ふと気づけば、自分に向かって「大丈夫、大丈夫」と繰り返し呪文のように心の中で語りかけたり、「あなたはよく頑張ってるよ」と、自分で自分を慰めたりしている。
 そういったことが、最近まで長年に亘って続いてきた。ところがここにきて、その呪文に「気にしない、気にしない」が加わるようになった。
 今日もジムに行ってインストラクターの心を傷つけるようなことを言ってしまった。申し訳なさでいっぱいになり、帰り道に「気にしない、気にしない」を口の中で繰り返した。
 私が通うジムは女性限定で、インストラクターも全員が女性だ。
「その調子、いいですねえ。はい、一、二、三」などと言いながら、いつものように若いインストラクターが私の肩やお腹に手を置いた。
 今までずっと我慢してきたのだが、今日は思わず手を払いのけてしまった。びっくりして後退りするインストラクターに、私は慌てて言った。「ごめんね。申し訳ないんだけど、身体を触るのをやめてもらっていいかな」
 相手はすぐさま「わかりました」と言い、そのあとは掛け声だけとなった。実は、耳元での大きな掛け声も鬱陶しいし不要なのだが、それもやめてほしいとはさすがに言えなかった。

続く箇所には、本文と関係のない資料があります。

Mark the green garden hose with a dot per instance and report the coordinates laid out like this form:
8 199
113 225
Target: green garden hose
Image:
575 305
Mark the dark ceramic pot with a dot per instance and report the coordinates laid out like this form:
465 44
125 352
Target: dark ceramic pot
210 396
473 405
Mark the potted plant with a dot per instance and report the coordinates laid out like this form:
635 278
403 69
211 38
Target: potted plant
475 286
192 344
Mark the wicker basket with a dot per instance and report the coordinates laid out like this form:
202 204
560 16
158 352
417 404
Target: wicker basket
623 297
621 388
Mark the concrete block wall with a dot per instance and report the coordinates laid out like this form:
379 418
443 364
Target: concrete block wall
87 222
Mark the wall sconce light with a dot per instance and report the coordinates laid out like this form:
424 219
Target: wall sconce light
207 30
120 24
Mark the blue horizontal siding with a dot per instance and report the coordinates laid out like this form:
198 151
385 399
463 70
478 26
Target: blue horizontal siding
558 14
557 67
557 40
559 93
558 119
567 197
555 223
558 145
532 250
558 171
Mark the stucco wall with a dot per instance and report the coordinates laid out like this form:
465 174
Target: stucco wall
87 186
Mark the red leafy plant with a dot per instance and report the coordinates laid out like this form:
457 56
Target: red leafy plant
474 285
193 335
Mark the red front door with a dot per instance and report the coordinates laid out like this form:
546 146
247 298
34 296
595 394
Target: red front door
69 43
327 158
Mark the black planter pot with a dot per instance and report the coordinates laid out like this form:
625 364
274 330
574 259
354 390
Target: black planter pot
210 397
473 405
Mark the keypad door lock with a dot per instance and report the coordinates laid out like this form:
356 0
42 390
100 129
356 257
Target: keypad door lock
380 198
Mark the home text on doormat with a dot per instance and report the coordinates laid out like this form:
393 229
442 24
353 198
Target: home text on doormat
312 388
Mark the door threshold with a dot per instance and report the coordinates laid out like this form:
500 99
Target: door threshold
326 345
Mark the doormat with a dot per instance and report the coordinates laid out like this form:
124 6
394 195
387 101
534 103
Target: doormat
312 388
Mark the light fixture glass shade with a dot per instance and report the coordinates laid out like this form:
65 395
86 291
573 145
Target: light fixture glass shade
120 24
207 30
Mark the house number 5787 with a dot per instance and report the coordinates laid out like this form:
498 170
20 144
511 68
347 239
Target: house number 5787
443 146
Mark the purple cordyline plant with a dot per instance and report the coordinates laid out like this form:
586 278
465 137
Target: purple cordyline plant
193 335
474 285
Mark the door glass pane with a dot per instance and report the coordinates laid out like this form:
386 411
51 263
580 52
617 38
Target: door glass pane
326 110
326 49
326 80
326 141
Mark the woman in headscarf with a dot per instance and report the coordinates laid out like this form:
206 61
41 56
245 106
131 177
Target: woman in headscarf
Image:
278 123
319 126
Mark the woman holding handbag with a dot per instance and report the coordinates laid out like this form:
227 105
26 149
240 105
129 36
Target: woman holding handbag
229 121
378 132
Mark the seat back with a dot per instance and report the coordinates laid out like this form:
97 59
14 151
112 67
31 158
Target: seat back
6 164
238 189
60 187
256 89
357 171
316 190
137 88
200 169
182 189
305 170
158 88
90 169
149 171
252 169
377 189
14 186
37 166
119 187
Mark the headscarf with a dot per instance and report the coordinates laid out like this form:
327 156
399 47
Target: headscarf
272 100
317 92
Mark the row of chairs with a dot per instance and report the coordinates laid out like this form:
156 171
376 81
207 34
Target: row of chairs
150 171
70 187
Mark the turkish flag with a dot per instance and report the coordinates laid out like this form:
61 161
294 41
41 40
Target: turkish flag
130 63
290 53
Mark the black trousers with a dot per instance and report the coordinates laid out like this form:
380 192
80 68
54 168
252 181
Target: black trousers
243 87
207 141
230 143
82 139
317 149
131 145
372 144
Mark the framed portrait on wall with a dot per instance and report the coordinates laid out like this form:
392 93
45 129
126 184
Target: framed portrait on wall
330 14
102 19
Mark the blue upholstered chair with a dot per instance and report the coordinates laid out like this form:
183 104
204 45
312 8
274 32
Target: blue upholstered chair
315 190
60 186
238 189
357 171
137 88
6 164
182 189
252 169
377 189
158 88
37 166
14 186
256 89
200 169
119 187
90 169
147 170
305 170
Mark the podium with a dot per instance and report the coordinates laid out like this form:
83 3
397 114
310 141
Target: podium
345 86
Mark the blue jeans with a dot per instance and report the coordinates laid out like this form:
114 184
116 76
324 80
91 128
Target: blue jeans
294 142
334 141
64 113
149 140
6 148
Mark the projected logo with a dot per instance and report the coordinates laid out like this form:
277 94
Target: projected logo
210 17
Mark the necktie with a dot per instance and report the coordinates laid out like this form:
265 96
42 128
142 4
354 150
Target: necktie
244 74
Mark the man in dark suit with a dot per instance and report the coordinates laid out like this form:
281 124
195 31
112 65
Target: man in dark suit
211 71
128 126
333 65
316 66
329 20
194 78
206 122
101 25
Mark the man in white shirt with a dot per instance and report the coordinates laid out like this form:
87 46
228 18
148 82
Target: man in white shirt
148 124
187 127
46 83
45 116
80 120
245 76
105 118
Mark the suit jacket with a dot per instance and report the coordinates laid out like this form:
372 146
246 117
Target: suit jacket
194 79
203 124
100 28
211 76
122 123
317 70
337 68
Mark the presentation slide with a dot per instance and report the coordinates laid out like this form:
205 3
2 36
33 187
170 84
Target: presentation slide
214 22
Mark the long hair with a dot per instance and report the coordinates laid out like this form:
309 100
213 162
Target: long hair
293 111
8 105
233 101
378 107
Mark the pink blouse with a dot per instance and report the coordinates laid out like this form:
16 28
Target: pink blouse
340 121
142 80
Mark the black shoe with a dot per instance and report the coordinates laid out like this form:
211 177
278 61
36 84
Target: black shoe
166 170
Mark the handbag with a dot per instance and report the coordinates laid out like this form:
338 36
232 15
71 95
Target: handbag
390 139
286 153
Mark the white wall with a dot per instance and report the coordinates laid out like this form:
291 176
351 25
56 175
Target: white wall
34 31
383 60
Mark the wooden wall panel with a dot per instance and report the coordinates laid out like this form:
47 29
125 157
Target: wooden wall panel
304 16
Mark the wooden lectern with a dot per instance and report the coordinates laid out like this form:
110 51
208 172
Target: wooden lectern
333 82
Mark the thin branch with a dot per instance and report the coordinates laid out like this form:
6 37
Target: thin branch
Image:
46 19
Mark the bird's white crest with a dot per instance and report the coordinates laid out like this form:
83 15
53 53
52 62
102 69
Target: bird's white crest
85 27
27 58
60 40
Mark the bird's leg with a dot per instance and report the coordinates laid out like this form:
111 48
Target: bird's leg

 手の角度が間違ってますよ、だとか、こうやった方が効果的ですよ、などという具体的な指導があるのであれば、必要に応じて身体に触ってもらっても全く構わない。だけど、必要もないのにべたべた触るのはやめてほしい。当たり前のことではないだろうか。
 インストラクターから指導も掛け声も取り上げてしまったら、彼女らの仕事がなくなる。そう考えて、じっと我慢している心優しき年配女性がたくさんいるのではないかと思う。
 マシンの使い方は一回教えてもらえばわかる。だからマシンだけがあればいい。インストラクターは要らない。そう思っている人は多いはずだ。だからこそ、今や無人の二十四時間フィットネスが流行っているのだ。私もその類いのジムを探したのだが、近所では良さそうなジムが見当たらなかった。
 私は悪目立ちしないように常日頃から気をつけてはいるのだが、こういったことで顔と名前を覚えられてしまうことが多い。インストラクターたちの間で、「あの人、感じ悪い」と、私について悪い評判を共有する可能性は高い。そういった目を向けられるのは嫌だが、とはいうものの、その引き換えとして、今後は誰も私に近寄ってこないという快適さを手に入れることができた。
 いきなり話が飛躍するが、今まで私はこうやって生きてきたんだなあと来し方を振り返って苦笑してしまう。失うものも多いが、得るものも多い。
 ……と、書けば何やらカッコいいが、単に向こう見ずで、先のことを計算できないだけだ。
 そして僭越ながら、不必要に身体を触られるのが嫌な年配女性が他にもたくさんいるのではないかと、インストラクターの人々が考えるきっかけになってくれればと願う。
 若い人は錯覚しているのではないか。老人はみんな寂しいのだと。
 知り合いの若い看護師に、こんな話を聞いたことがある。ある日、八十代の男性入院患者の背中をさすってあげようとしたら、「悪いけど、身体に触らないでほしい」と言われたらしい。彼女はそのことに、かなり驚いていた。さすってあげればきっと喜ぶに違いないという間違った思い込みがあったのだ。
 SNSが普及したからか、それとも情報が溢れているせいなのか、人間関係がどんどん複雑化してきているように思う。
 ──あっ、今の言い方、相手の気分を害したかも。
 そう思って後悔することは日常茶飯事で、毎日が反省の繰り返しだ。
 ──もしかしたら今の言い回し、下品な人間だと思われたかも。
 そう思うこともしょっちゅうだ(実際、下品な人間なのだから気にすること自体がおかしいのだが)。
 そして自分も含め、周りの人々にも寛容さがなくなったように思う。言い方を少し間違えただけで、人々は怒り、簡単に離れていくようになった。
 ハラスメントという言葉が広範囲で使われるようになった。最初はセクハラだけだったのが、パワハラ、マタハラ、モラハラ、カスハラなど、どんどん増えつつある。
 耐えるのはもう美徳ではない。おとなしく我慢していたら、感謝されるどころか、もっと舐められる。そんなことに、みんなが気づき始めた。そういった息苦しい空気の中で、どうしたら楽に暮らしていけるかのヒントを得る機会があった。
 拙著『あきらめません!』が文庫化するとき、文庫の帯に言葉をもらおうと、元安芸高田市長で都知事選に立候補した石丸伸二氏とズームで対談した。
 石丸氏のことを詳しく知っていたわけではないが、以前から「自分の人生をコレに使う」という彼の考え方に共感していた。
 つまり、日本をよりよくしていくために、自分の人生をどうやって消費していけばいいかを考えて生きるというものだ。自分の特性を最大限に生かして役立つ方法を模索している。
 それを知ったのがきっかけで、私も微力ながら「女性の地位向上に自分の人生を使おう」と考えるようになった。
 すると、驚いたことに生きるのがぐっと楽になった。
 その壮大な目的のために自分は生きているのだ。そう考えれば、日常の人間関係における行き違いなどは些末なことだと思えるようになった。
 日々の後悔や傷心や劣等感や優越感や焦心がぐんと減ったように思う。
 人間関係でつまずくたびに、壮大な人生の目的を思い出すようにすると、気持ちの切り替えが以前より少しばかり早くできるようになった気がする。